An inmate died on Sept. 25, but the B.C. Coroners Service will not release the cause of death or the person’s identity as the incident is under investigation.
The death has sparked discussion surrounding safety and the presence of contraband and drugs within prison walls.
BC Corrections stated that it “maintains zero-tolerance for illegal drugs within correctional centres and has stringent security measures in place to deal with contraband, which includes illegal drugs and unauthorized controlled substances.”
A man, who has worked as both a sheriff and a corrections guard, in Interior B.C. said, that while corrections enforce a no-drugs policy, illicit substances are widely available within prison walls.
The man has asked to remain anonymous and will be referred to by the pseudonym John in this article.
John said that in his experience drugs are brought into prison by a variety of methods. The most common technique includes ‘hooping,’ which is the smuggling of drugs inside a rectum or having an accomplice throw tennis balls full of drugs into the yard.
He also alleged that guards are most likely bringing drugs into the prison, or are at least facilitating the smuggling.
John said that low job satisfaction, staff shortages and insufficient salary make employees susceptible to bribery and threats from inmates. He believes that the financial pressure and threats of blackmail or violence are enough to motivate guards to sneak drugs into correctional facilities.
John said that in the past convicts have asked him to bring drugs and other illegal substances in, but he has always declined.
“We know that people living with addiction will sometimes go to extraordinary lengths to meet their needs,” said BC Corrections.
In addition to delivering substance-use management programs, BC Corrections said it has invested approximately $1.9 million into body scanners to enhance drug detection.
However, he said that those working the scanners are not well trained or properly incentivized to examine the body scans with conviction.
He said that staff shortages and time constraints add “pressure to push people through the scanner to get them back to their units, which leads to the major issues.”
The Okanagan Correctional Centre said it acknowledges that it is facing a staffing crisis, but that staff retention and recruitment is not a challenge unique to the Oliver facility. However, the issue of staff shortages isn’t unique to the Okanagan or even B.C. as prisons across Canada are faced with the same problem.
Additionally, John explained that when drugs are found on a person, or in their cell, they are typically just confiscated, and the inmate faces no repercussions. He said that many guards are not willing to go through the effort of calling the police and filing a report, and don’t want to put themselves at risk of personal harm by upsetting an inmate.
BC Corrections, however, said that “individuals in custody found with contraband can be subject to disciplinary action under the Correction Act Regulation and may also face criminal charges.”
John said that guards are constantly threatened with violence, but that it is also the fear of lawsuits that deters them from filing an official report. He explained that inmates are in direct communication with their lawyers and are quick to threaten legal action since a drug charge would impact time served.

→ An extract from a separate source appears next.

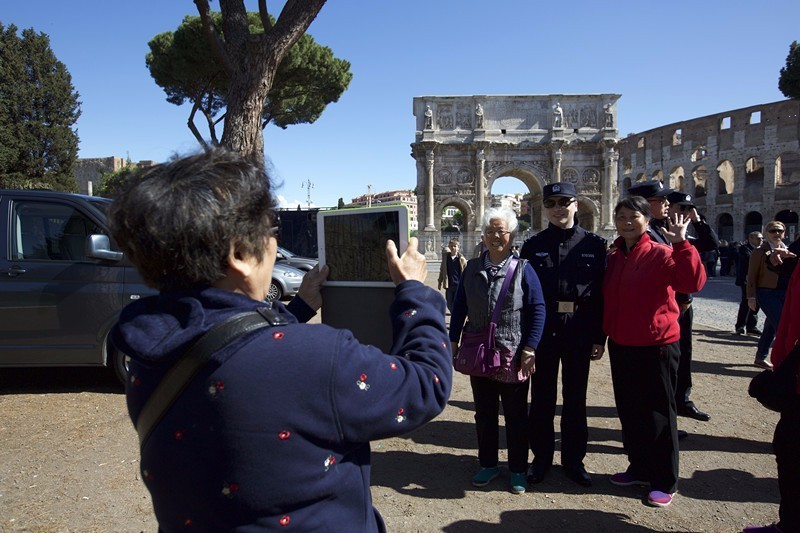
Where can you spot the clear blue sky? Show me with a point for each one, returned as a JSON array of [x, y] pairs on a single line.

Without the resources to manage a case that would involve the police and lawyers, officers in correctional facilities typically just confiscate illicit substances without any criminal charges laid, said John.
Ultimately, he said that the staffing shortages and low workplace morale are impacting the function of correctional centers in B.C.
“While some retention and recruitment factors are beyond our control, BC Corrections remains steadfast in its efforts to support staff,” said Okanagan Corrections.